I am putting together a Paragon Mini, and decided to try the Paragon mods documented by @ckaudioeffects in this very helpful thread. Here's the Google Drive link they included in that post, laying out the mods on the "standard" Paragon PCB.

I compared the schematics and identified the relevant capacitors to swap values for, but I realized I just made a mistake. On the Paragon board, C4 and C15 are modded from 10n to 22n, which would be C4 and C17 on the Paragon Mini.

However, looks like I accidentally put a 22nf cap in C3 on my Paragon Mini, and kept C4 at 10n. On the PCB, the two channels appear to be laid out pretty much identically, except I just realized C3-C4 and corresponding C16-C17 are in opposite orders between the two channels on the PCB.

My question: is this going to matter? Should I bother trying to desolder and correct? I'm terrible at desoldering, so a bit reluctant to try.

It seems weird just these two values are swapped when other components such as all the resistors are laid out the same way between the two channels otherwise. Could it be a mistake? Not sure how I can check now that I've populated the components.

I guess I know this won’t make much of a difference but I’m a bit perplexed. I wish I had noticed before populating these.


----------



## markuus (Jun 30, 2022)

Okay so I tried testing continuity and do get continuity to ground from C4 and C17, but don't get a beep from my DMM between C16 or C3 to ground. Looks like everything is accurate and the caps are in fact in slightly different places between the channels.

Probably not a huge deal with the 22n vs 10n, but I've been meaning to practice my desoldering and maybe this is my opportunity. I've got an old semi-populated board I don't need, so think I'll practice a bit and then give it a go so I can correct the values. Fingers crossed.


----------



## ckaudioeffects (Jul 1, 2022)

It’s no big deal! This one is a subtle difference and changing either cap value to 22n is going to have the effect of adding more bass. I’d leave it as is!

No sense desoldering and risking damage to the board because it will still sound awesome!


----------



## markuus (Jul 1, 2022)

@ckaudioeffects Already made the change. Honestly it mostly just bothered me knowing it was “wrong”, you know? Might have been interesting to compare and see if I could discern a difference (maybe doubtful) but was too anal not to fix it.

I haven’t finished assembling yet but I was able to desolder and “correct” the values, so hopefully all is good. I’ll find out soon enough but I poked around with my DMM after the operation and all seems fine. Fingers crossed.

Appreciate the detailed documentation of the mods!


----------



## ckaudioeffects (Jul 1, 2022)

Right on, I understand because tend to be the same way lol 

I am glad you used the mods and found it useful!
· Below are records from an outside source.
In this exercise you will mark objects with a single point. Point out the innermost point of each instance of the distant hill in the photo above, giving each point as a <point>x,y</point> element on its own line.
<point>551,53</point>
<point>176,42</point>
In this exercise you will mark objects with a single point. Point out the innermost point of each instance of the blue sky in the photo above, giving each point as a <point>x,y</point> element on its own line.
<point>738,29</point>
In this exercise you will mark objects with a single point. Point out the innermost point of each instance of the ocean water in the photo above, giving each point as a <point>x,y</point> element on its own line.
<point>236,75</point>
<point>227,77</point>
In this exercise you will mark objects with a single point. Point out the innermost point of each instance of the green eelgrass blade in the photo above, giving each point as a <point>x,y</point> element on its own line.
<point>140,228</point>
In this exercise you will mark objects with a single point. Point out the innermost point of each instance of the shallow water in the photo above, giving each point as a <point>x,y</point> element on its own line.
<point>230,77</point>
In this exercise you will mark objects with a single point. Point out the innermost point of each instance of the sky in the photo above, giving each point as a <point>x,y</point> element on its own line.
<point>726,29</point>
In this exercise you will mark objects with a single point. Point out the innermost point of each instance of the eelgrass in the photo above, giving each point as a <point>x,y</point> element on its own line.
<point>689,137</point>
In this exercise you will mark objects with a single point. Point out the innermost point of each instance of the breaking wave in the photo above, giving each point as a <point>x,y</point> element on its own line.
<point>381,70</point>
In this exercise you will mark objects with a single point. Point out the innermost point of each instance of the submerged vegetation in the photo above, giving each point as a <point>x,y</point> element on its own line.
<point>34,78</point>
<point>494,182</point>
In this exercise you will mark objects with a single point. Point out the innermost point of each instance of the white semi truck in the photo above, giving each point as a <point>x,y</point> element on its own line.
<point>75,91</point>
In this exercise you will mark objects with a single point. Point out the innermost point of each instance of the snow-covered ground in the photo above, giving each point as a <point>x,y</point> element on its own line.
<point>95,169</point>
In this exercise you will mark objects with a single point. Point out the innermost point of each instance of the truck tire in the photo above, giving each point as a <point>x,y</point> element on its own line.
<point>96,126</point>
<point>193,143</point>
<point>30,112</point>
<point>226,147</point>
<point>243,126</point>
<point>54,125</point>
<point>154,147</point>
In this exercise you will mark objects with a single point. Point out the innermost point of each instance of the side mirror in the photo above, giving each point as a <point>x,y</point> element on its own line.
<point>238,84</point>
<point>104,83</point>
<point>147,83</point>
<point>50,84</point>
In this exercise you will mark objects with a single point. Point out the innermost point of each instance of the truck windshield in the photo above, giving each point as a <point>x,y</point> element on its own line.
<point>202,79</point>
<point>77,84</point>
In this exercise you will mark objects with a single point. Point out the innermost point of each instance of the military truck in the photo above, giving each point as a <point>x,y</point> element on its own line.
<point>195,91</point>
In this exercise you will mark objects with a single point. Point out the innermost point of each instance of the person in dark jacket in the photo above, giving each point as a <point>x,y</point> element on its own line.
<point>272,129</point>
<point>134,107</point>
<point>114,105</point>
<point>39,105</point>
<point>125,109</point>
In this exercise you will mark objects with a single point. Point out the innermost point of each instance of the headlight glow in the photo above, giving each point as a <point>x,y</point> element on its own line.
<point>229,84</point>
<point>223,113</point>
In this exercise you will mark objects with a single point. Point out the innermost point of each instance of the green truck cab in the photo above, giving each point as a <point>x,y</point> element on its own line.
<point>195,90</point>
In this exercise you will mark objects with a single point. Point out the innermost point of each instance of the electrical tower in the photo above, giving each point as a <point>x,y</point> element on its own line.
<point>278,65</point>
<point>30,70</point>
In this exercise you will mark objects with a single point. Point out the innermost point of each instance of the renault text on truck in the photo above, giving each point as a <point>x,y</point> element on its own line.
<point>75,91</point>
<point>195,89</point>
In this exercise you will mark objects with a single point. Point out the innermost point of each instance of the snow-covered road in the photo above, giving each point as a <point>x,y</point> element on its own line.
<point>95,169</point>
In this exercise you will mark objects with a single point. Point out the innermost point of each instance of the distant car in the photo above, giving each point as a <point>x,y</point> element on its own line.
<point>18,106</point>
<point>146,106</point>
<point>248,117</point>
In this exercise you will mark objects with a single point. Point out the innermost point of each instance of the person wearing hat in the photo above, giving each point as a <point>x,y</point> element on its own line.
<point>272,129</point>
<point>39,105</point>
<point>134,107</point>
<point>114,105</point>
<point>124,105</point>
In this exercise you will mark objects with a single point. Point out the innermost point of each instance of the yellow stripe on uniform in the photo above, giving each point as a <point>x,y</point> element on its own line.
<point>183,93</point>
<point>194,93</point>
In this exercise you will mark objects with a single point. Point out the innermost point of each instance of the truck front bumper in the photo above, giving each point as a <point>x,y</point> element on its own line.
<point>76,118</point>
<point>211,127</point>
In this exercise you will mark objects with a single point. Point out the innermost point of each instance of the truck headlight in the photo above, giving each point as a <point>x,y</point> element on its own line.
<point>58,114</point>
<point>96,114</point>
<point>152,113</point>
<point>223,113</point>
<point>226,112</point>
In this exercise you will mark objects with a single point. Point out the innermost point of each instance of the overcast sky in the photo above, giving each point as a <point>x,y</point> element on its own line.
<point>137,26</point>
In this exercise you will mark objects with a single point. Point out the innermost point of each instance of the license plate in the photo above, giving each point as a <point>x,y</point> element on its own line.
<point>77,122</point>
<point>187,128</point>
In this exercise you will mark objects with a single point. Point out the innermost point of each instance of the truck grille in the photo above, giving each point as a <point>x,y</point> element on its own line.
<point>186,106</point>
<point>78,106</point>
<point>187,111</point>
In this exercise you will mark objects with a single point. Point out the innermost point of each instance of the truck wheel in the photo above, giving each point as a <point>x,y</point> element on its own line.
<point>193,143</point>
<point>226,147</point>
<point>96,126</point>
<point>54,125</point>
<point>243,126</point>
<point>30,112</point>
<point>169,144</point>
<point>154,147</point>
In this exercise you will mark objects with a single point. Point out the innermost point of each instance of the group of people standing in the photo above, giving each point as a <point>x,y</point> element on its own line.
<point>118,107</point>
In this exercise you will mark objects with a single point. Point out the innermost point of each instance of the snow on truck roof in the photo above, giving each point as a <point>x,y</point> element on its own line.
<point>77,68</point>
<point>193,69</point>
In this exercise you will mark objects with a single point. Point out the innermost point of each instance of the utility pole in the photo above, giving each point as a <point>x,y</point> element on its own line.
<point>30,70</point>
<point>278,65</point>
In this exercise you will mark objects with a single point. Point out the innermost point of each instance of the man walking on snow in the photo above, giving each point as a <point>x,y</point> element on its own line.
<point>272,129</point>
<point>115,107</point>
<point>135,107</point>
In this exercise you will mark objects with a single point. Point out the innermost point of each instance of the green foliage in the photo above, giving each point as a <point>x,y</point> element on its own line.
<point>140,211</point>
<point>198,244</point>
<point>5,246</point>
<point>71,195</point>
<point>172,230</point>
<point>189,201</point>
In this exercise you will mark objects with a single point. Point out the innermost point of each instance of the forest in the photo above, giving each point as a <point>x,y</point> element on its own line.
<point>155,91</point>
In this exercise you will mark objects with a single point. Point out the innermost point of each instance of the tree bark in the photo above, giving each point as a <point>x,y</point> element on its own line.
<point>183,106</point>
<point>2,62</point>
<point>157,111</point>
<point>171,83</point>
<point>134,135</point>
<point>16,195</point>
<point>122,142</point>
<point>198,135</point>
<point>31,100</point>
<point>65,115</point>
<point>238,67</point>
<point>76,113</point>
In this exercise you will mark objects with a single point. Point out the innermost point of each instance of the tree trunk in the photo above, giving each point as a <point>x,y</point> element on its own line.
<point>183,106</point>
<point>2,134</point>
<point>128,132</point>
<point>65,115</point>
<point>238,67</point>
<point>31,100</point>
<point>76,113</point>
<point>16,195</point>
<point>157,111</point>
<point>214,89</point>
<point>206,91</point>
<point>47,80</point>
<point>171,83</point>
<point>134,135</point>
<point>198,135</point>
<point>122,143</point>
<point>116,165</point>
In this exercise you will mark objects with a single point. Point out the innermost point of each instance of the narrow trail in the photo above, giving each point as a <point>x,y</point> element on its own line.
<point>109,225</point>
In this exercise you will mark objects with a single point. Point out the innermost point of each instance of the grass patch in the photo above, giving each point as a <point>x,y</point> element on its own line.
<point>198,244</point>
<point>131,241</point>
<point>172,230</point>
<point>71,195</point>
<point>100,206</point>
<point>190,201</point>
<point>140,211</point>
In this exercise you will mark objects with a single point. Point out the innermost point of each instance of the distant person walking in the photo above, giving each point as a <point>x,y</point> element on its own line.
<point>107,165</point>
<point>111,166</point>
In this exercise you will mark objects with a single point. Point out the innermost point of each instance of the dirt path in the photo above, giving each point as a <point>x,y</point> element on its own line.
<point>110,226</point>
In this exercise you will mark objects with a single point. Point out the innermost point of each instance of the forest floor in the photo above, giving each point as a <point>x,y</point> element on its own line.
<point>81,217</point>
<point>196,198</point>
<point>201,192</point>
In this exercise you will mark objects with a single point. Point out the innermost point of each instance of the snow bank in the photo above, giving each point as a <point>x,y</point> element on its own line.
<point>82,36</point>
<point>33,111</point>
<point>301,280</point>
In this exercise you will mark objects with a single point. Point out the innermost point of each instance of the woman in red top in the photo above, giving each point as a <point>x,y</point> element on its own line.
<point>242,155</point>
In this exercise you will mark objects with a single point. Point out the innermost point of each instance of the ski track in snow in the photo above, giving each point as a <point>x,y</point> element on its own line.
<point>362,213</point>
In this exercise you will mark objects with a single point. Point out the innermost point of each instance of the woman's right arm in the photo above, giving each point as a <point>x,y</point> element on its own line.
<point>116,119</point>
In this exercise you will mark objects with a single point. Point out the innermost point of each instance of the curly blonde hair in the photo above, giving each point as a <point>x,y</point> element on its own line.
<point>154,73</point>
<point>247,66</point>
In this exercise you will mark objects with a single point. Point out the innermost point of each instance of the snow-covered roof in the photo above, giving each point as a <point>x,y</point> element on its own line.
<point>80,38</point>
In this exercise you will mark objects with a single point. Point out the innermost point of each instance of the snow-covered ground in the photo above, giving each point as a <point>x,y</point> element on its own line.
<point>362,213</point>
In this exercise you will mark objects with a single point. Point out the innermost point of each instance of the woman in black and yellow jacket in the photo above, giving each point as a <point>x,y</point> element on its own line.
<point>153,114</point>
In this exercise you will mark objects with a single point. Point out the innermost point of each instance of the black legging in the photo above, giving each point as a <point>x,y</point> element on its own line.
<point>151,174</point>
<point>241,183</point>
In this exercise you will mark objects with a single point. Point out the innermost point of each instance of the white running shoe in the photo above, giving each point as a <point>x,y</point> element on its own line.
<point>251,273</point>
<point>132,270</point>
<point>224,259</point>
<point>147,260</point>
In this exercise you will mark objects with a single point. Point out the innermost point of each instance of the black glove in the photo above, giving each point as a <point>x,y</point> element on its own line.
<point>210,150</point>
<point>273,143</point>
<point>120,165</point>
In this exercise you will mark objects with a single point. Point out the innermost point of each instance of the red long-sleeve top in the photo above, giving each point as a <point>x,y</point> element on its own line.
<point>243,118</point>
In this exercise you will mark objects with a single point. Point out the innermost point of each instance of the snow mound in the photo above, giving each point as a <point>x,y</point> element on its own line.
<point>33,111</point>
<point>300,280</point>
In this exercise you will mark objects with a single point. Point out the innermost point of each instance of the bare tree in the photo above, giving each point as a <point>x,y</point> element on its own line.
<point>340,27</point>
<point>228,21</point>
Looking forward to hearing your thoughts when it’s all finished!


----------



## markuus (Jul 2, 2022)

@ckaudioeffects Put it together today and all worked. This thing sounds fantastic! I haven’t played any other KoT circuits so don’t have a baseline to compare in person but it does sound really warm and full. I might need to build a full size one with all the external switches…


----------



## apc42069 (Jul 3, 2022)

markuus said:


> @ckaudioeffects Put it together today and all worked. This thing sounds fantastic! I haven’t played any other KoT circuits so don’t have a baseline to compare in person but it does sound really warm and full. I might need to build a full size one with all the external switches…


Dude I was in a V similar situation & built the full up - super worth it!!


----------



## ckaudioeffects (Jul 19, 2022)

markuus said:


> @ckaudioeffects Put it together today and all worked. This thing sounds fantastic! I haven’t played any other KoT circuits so don’t have a baseline to compare in person but it does sound really warm and full. I might need to build a full size one with all the external switches…


Sweet! Glad you liked the tone! I think the gain level and external clipping switches are the most useful!


----------